The country is convulsing with civil unrest because we all watched George Floyd murdered by the police on camera with a casual brutality that has become emblematic of the troubled relationship between Black Americans and police authority. Every generation has their story.
I was a student at UC Berkeley during the 1992 Rodney King protests. Having just been elected student body president, I led a protest that resulted in the shutdown of the San Francisco Bay Bridge. I remember being hauled off the freeway by two burley California Highway Patrol officers. Breaking down in tears, I felt far less emboldened than my chanting betrayed.

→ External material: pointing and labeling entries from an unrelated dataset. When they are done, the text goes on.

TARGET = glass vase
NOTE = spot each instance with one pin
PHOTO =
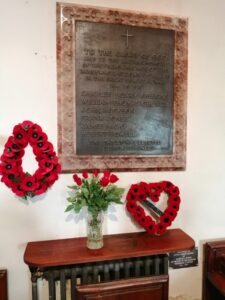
(94, 230)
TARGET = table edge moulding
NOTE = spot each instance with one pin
(73, 251)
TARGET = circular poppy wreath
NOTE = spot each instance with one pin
(141, 193)
(22, 183)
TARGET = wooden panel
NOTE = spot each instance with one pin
(72, 251)
(3, 285)
(133, 289)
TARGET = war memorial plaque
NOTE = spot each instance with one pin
(121, 89)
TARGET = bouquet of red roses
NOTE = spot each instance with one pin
(94, 191)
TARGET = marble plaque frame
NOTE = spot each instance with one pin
(67, 15)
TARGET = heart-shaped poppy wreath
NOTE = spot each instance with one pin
(141, 193)
(22, 183)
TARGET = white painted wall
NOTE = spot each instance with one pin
(28, 91)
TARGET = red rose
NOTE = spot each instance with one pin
(166, 220)
(104, 181)
(139, 213)
(85, 174)
(37, 136)
(29, 183)
(113, 178)
(130, 196)
(8, 180)
(77, 179)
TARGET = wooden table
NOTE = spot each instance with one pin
(129, 264)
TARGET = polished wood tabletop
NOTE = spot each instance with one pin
(73, 251)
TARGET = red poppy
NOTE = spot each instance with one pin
(175, 200)
(8, 166)
(29, 183)
(41, 188)
(8, 180)
(17, 189)
(42, 147)
(150, 227)
(113, 178)
(77, 179)
(171, 212)
(11, 161)
(46, 165)
(95, 172)
(27, 124)
(36, 136)
(104, 181)
(167, 185)
(20, 136)
(160, 228)
(85, 174)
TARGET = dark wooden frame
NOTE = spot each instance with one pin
(214, 271)
(67, 15)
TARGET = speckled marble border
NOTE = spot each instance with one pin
(67, 14)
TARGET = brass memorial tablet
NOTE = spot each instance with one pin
(121, 89)
(124, 89)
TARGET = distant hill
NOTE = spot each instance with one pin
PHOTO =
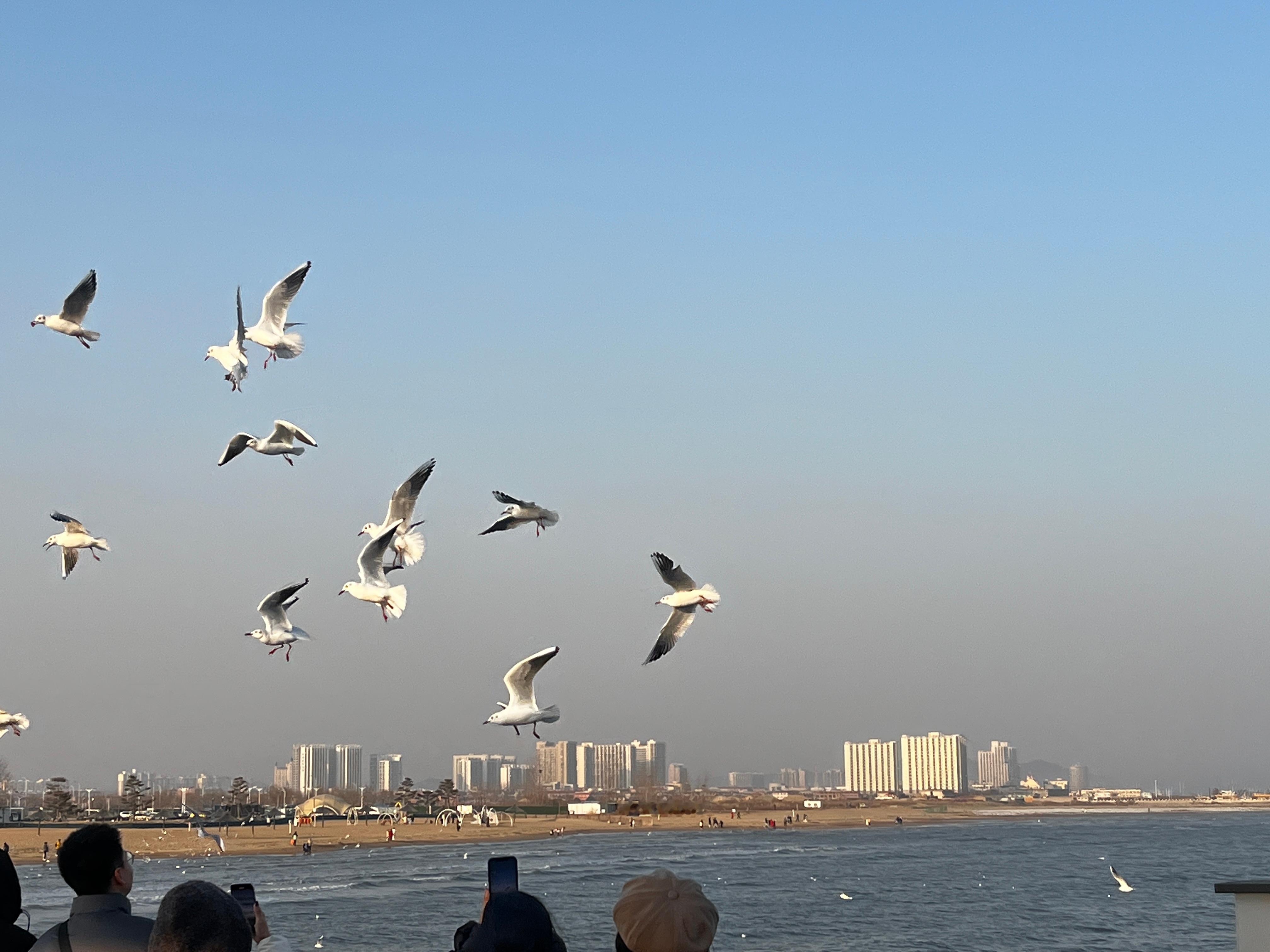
(1043, 771)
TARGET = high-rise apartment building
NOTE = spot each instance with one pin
(869, 767)
(558, 763)
(648, 763)
(933, 762)
(347, 768)
(586, 766)
(613, 767)
(999, 766)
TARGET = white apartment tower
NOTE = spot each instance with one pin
(933, 762)
(869, 767)
(999, 766)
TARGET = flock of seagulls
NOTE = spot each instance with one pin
(395, 540)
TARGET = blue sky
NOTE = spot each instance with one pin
(935, 338)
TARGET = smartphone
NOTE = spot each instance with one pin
(502, 875)
(244, 894)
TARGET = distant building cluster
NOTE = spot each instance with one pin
(571, 765)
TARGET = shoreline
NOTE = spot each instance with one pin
(26, 843)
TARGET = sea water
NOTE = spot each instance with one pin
(985, 887)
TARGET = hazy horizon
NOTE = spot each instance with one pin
(934, 338)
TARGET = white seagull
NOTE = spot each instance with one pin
(524, 707)
(13, 722)
(407, 544)
(521, 513)
(70, 320)
(233, 356)
(1124, 887)
(281, 442)
(279, 630)
(271, 331)
(374, 586)
(73, 539)
(684, 604)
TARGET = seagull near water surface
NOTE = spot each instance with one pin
(72, 540)
(279, 631)
(523, 707)
(684, 605)
(373, 583)
(271, 331)
(280, 442)
(16, 723)
(233, 356)
(70, 320)
(407, 544)
(521, 513)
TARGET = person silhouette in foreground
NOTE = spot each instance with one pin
(511, 922)
(662, 913)
(12, 937)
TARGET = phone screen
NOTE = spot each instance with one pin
(244, 893)
(502, 874)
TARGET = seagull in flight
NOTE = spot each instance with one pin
(271, 331)
(1124, 887)
(521, 513)
(233, 356)
(407, 544)
(524, 707)
(13, 722)
(214, 837)
(70, 320)
(684, 605)
(73, 539)
(279, 630)
(374, 586)
(281, 442)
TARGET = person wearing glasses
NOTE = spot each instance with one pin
(94, 864)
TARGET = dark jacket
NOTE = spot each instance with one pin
(12, 938)
(102, 925)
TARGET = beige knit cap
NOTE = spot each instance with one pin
(662, 913)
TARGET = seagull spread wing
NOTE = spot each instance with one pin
(77, 303)
(273, 313)
(510, 501)
(502, 525)
(520, 680)
(370, 563)
(237, 445)
(72, 524)
(672, 574)
(285, 432)
(402, 506)
(672, 631)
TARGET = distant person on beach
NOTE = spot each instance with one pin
(199, 917)
(662, 913)
(510, 922)
(12, 937)
(94, 864)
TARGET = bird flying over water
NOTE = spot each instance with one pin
(16, 723)
(271, 331)
(684, 605)
(281, 442)
(521, 513)
(73, 539)
(70, 320)
(1124, 887)
(233, 356)
(373, 583)
(407, 545)
(524, 706)
(279, 631)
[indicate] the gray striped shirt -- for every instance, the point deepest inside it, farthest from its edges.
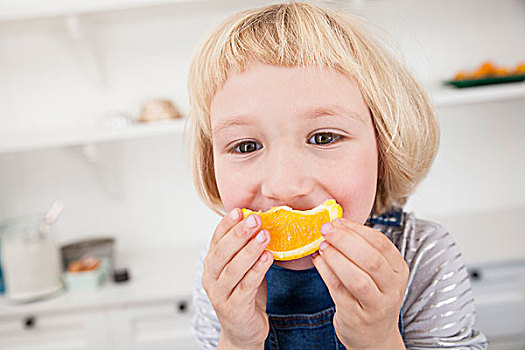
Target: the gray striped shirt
(438, 309)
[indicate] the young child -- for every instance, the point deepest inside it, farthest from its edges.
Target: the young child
(293, 104)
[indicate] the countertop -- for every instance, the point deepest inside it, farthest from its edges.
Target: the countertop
(157, 275)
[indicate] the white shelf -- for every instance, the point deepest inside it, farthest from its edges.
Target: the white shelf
(451, 96)
(22, 143)
(442, 97)
(15, 10)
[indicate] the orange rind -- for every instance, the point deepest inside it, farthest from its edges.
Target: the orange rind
(296, 233)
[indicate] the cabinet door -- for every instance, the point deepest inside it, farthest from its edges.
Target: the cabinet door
(73, 331)
(154, 326)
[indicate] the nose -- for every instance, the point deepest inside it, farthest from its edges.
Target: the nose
(286, 178)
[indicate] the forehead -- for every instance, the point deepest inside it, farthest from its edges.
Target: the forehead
(277, 90)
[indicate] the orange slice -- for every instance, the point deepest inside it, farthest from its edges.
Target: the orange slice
(296, 233)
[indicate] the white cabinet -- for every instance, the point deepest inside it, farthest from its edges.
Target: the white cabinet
(71, 331)
(159, 326)
(152, 326)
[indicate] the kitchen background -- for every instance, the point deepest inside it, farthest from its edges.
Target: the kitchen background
(70, 71)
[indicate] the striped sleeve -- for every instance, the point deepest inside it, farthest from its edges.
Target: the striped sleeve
(205, 324)
(439, 309)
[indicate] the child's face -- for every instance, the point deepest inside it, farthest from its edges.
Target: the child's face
(293, 136)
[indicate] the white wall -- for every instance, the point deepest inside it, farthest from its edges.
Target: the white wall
(141, 190)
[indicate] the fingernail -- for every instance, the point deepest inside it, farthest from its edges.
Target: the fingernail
(325, 228)
(234, 214)
(251, 221)
(261, 236)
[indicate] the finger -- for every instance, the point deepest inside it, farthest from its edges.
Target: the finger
(226, 224)
(242, 262)
(358, 283)
(355, 248)
(380, 242)
(336, 288)
(254, 277)
(230, 244)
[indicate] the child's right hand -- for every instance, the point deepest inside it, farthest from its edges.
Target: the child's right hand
(234, 279)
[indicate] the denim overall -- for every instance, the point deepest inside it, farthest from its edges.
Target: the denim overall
(300, 308)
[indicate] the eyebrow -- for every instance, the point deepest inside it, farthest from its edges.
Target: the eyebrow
(334, 110)
(311, 113)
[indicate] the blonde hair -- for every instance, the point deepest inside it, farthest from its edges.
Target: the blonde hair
(299, 34)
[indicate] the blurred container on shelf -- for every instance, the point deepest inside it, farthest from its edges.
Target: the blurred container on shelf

The police let me go so I went to the offices of the Daily Cal to write a column, but I couldn’t put the words on the page to express how I felt. I sat there dumbstruck and frustrated, stinking from protesting in the streets.

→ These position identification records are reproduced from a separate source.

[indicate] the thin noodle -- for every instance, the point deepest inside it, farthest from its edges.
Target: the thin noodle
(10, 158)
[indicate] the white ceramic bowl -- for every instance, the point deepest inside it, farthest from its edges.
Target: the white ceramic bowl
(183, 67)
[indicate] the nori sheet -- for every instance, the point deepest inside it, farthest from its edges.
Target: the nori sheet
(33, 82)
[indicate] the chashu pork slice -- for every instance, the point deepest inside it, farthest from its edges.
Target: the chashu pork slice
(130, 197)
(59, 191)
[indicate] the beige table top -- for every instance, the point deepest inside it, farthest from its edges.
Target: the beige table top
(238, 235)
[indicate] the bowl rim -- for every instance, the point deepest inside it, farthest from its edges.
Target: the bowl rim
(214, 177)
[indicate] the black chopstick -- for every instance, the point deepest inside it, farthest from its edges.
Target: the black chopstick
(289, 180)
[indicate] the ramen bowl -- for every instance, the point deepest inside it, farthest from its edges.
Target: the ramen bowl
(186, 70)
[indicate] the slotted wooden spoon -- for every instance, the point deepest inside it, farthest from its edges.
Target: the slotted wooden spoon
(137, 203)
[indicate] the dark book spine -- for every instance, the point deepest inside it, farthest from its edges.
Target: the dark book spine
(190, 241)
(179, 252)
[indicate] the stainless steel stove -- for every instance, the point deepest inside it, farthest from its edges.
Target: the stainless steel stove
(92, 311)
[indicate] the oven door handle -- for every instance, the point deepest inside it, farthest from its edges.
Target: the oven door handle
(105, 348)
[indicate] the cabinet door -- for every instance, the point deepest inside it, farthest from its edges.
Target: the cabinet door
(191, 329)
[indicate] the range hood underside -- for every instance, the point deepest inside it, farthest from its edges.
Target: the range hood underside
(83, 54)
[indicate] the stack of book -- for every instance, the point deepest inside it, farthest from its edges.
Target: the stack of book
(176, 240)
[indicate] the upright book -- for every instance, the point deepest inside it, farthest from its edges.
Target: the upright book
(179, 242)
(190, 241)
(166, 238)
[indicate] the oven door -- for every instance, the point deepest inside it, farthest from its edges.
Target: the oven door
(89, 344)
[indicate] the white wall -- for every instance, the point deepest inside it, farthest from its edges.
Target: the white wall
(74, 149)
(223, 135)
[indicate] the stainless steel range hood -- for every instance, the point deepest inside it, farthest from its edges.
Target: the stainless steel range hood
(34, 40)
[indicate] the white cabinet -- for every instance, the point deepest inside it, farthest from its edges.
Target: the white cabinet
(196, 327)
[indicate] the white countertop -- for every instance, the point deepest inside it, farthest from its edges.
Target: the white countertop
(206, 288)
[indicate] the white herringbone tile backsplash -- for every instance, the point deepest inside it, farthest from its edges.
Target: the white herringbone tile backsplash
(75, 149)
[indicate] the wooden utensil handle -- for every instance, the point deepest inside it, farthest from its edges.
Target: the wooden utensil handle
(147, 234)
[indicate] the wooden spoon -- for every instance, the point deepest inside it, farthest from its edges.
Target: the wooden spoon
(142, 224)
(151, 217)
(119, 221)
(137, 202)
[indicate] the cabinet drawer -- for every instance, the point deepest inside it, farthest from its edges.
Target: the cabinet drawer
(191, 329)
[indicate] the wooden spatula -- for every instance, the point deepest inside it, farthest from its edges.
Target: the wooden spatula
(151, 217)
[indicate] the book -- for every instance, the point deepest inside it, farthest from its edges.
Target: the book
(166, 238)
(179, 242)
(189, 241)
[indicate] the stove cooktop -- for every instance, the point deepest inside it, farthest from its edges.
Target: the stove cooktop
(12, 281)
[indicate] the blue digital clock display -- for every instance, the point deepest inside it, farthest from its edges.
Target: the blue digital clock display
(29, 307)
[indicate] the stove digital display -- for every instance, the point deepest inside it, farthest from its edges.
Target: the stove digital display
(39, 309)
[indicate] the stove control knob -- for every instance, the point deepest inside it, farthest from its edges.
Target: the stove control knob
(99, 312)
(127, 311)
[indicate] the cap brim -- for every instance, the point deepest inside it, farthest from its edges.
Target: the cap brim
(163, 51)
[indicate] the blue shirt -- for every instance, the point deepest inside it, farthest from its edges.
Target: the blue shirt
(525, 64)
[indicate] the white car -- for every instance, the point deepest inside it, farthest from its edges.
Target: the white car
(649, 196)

Now, as another generation protests police brutality, I believe things have gotten worse, not better with this national problem. The longer you live as a Black person in America, the more you understand nothing has changed. This is just the modern version of the racism we’ve never reconciled in this country. That’s why in the wake of COVID-19 and the murder of George Floyd, Congresswoman Barbara Lee’s call for the establishment of the first United States Truth, Racial Healing and Transformation Commission is a good idea.
Despite how the pandemic has transformed what we think about schools, K-12 education is not here just for food distribution and child care. We are educating Black children in a nation on edge, trying to uplift hope rather than sow discontent.
Like many Black educators across America, I founded a system of public charter schools as an act of self-determination to get Black kids ready for college because the system has failed us. Educators teach children to be citizens in a democratic society. But, how do we approach that for Black children in the midst of a breakdown in the country’s social contract?
After meeting with a group of Black civic leaders, of which I was a part, Governor Gavin Newsom said, “The Black community is not responsible for what’s happening in this country right now — we are. Our institutions are responsible. We are accountable to this moment. Let’s just call that out.” I sincerely like what Newsom said. I also honestly believe nothing will change because it never has. And therein lies the rub.
By Dr. Margaret Fortune
EDITOR’S NOTE: Dr. Margaret Fortune is the President/CEO of Fortune School, a network of K-12 public charter schools in Sacramento, California she founded to close the African American achievement gap in her hometown. Dr. Fortune has been an education adviser to two California Governors. She is secretary-treasurer of California State National Action Network, a national civil rights organization.